I just figured it's manners, if I couldn't guarantee I could get there I would politely decline so someone else could take my spot...

OP posts:
XXcstatic · 24/10/2019 21:09

That's super rude from an adult, but you will just look petty if you rescind the invitation. I would struggle to resist a PA reply though Grin

DrVonPatak · 24/10/2019 21:12

Why do you impose miss manners on 8 year olds? It's a Halloween party, not a royal summons. Relax a bit.

LavendarGreen · 24/10/2019 21:13

@mummyofthreemunchkins

YABU. And will come across as a spoilt brat.

Also. I am confused. In your OP you said your daughter's friend said 'if I am doing nothing else.' But in your post at 21.04, you said it's her mother that said it.'

So which is it?

cannycat20 · 24/10/2019 21:14

Best Hallowe'en party I ever had was 6 of us doing daft things like bobbing for apples and eating pumpkin soup (or do you drink pumpkin soup?). (We were grown ups at the time, admittedly, and not everyone could make the party, but those of us who did had a great time.)

DisneyMadeMeDoIt · 24/10/2019 21:18

My first thought is that this sounds like an she’s repeating an adult and has most likely been told by her mum ‘yes you can go as long as nothing else comes up’ probably in reference to family/siblings.

8 yo’s aren’t candid and I think that if this girl was actually being rude it would have been more like ‘unless there’s something I want to do more’ or ‘I’ll come if I don’t get invited to a better party’

YANBU to be initially a bit put out though, but I do think this is the girl recreating a parent!

SophieSong · 24/10/2019 21:19

I'm confused. In your OP you said the girl had responded to your DD but later you say it was the mother who did.

So who actually responded and what exactly did they say?

thisneverendingsummer · 24/10/2019 21:21

@mummyofthreemunchkins YANBU to be a bit miffed, but YABU to say anything, as it makes you look a bit bitter and petty. Just roll with it and if the lass comes, she comes... You are never going to get the exact number coming that you plan for, so make allowances for that... Like get some food that is non-perishable, so it can be put away for another time/another occasion, if 3 or 4 people don't turn up.

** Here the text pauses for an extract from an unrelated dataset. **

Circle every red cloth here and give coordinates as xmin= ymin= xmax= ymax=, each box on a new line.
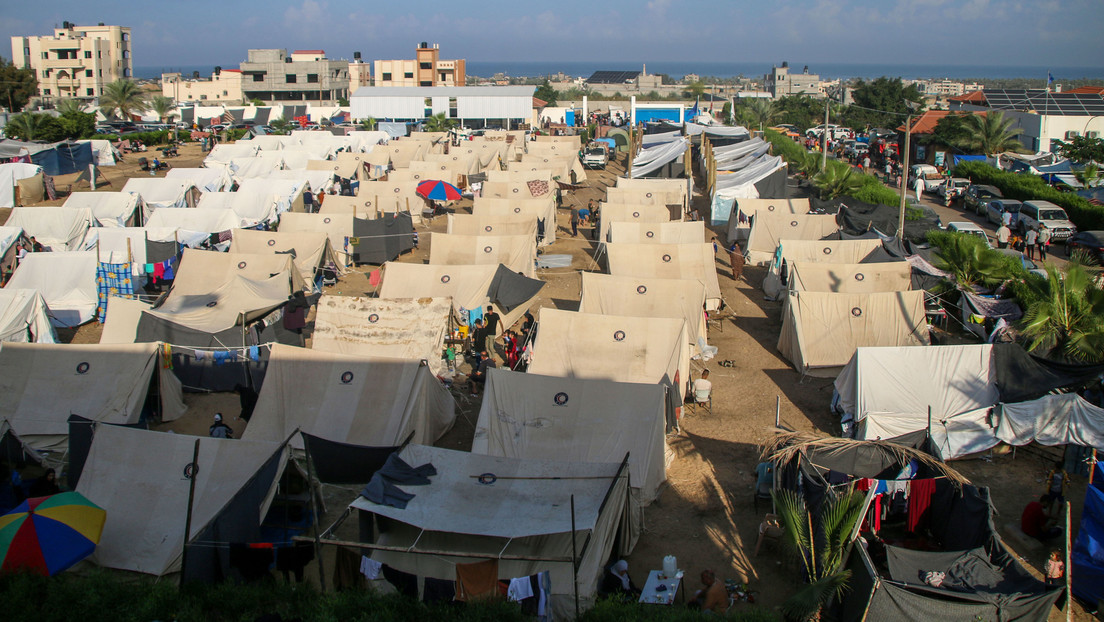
xmin=906 ymin=479 xmax=935 ymax=533
xmin=1020 ymin=502 xmax=1047 ymax=539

We had parties for our kids when they were school age, and we regularly invited 12 to 15 kids. We would get a yes from most of them (say, 13 out of 14,) and only 10 would turn up. Still an OK amount, but 3 or 4 out of the 14 who said yes, would not come. No reason. No apology.

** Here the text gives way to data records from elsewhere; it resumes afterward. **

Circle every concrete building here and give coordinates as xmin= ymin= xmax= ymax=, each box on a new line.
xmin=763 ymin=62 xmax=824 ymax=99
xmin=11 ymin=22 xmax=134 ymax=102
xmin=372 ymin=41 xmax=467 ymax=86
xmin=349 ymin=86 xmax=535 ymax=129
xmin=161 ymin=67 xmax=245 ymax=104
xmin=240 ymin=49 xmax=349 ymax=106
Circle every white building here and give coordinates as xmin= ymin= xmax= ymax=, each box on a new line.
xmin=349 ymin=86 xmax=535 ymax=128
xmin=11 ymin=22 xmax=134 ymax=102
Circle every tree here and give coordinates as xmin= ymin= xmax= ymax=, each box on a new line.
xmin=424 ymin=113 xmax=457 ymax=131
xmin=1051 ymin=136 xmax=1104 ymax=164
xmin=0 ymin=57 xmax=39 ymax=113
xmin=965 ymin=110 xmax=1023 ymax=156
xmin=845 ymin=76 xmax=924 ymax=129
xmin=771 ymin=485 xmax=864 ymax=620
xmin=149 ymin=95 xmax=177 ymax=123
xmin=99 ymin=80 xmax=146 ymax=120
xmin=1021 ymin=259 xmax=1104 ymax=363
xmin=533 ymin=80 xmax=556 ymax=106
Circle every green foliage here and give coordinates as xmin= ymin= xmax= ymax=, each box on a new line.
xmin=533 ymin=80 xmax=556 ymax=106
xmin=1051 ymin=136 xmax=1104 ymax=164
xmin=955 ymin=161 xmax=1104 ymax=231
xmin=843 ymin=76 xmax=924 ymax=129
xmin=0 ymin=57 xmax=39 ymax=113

One time I did laugh though. My older DC (they are 2 years apart,) had a party for her 7th birthday, and we had a McDonalds party. We invited 20 classmates. All aged 6 to 7. They all said yes except 2 who had prior arrangements. So that left 18.

Then one girls mother rang me, and said 'Sorry, Olivia won't be coming to Elizabeth's party, because she feels it's too childish for her. She said a McDonalds party is FAR too immature for her.'

Olivia was SIX. And her mother claimed a McDonalds party was 'too childish.' LOL! (And that Olivia had said so!!!) Grin

So that left 17 kids, and my 2 DC. They had a ball, and were chatting about it for days (at school...) Elizabeth said Olivia was just glaring at them all. Wellllll..... she was invited!!! Wink

Also OP, I am wondering (like several others,) who did you speak to? The child or the mother? Or did one of them speak to your daughter?